Un estudio de la Organización Mundial de la Salud reveló que la contaminación alimentaria por patógenos y sustancias químicas provoca 866 millones de enfermedades y 1.5 millones de decesos anuales en el mundo. La investigación destaca que la población infantil menor de cinco años es el sector más vulnerable ante este problema de salud pública.
El informe, publicado en la revista The Lancet Global Health, señala que los agentes químicos peligrosos representan el 73% de las muertes totales de este balance, principalmente por la exposición prolongada al arsénico inorgánico y al plomo, metales pesados relacionados con el desarrollo de cáncer y padecimientos cardiovasculares. Asimismo, la ingesta de sustancias como el metilmercurio durante la infancia temprana genera afectaciones neurológicas y daños en el desarrollo psicomotriz de forma permanente. En el ámbito macroeconómico, la pérdida de productividad laboral derivada de estas condiciones médicas genera un impacto financiero global estimado en miles de millones de dólares anuales.
La institución internacional precisó que las regiones de África y el sureste asiático concentran el 60% de los fallecimientos globales debido a las disparidades en los sistemas de saneamiento básico. Ante este panorama, los especialistas del organismo señalaron que factores ambientales emergentes, como el cambio climático, incrementan la tasa de reproducción de bacterias y la dispersión de contaminantes en los cultivos. Los investigadores concluyeron que un porcentaje mayoritario de estos casos es prevenible mediante la optimización de los procesos de pasteurización, el acceso a agua potable y el fortalecimiento de las regulaciones industriales.

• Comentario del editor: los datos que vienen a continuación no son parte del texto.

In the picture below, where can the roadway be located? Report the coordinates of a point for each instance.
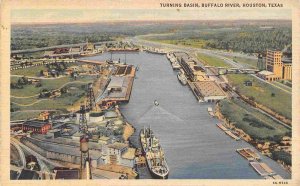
(213, 53)
(54, 47)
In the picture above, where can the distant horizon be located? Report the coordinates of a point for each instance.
(55, 16)
(123, 21)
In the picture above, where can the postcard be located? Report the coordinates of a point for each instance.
(158, 92)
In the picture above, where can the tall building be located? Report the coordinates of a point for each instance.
(287, 69)
(274, 63)
(261, 61)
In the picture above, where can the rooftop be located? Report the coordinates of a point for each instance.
(116, 81)
(129, 154)
(266, 73)
(67, 174)
(117, 145)
(35, 123)
(286, 60)
(209, 88)
(104, 138)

Los gobiernos de las naciones miembro recibieron un exhorto formal para endurecer los controles de calidad en las cadenas de producción agrícola y mitigar los riesgos epidemiológicos en las poblaciones marginadas. La difusión de estos indicadores estadísticos se realiza en la víspera del Día Mundial de la Inocuidad de los Alimentos, con el objetivo de establecer lineamientos vinculantes que estandaricen el manejo higiénico de los productos de consumo humano a nivel internacional.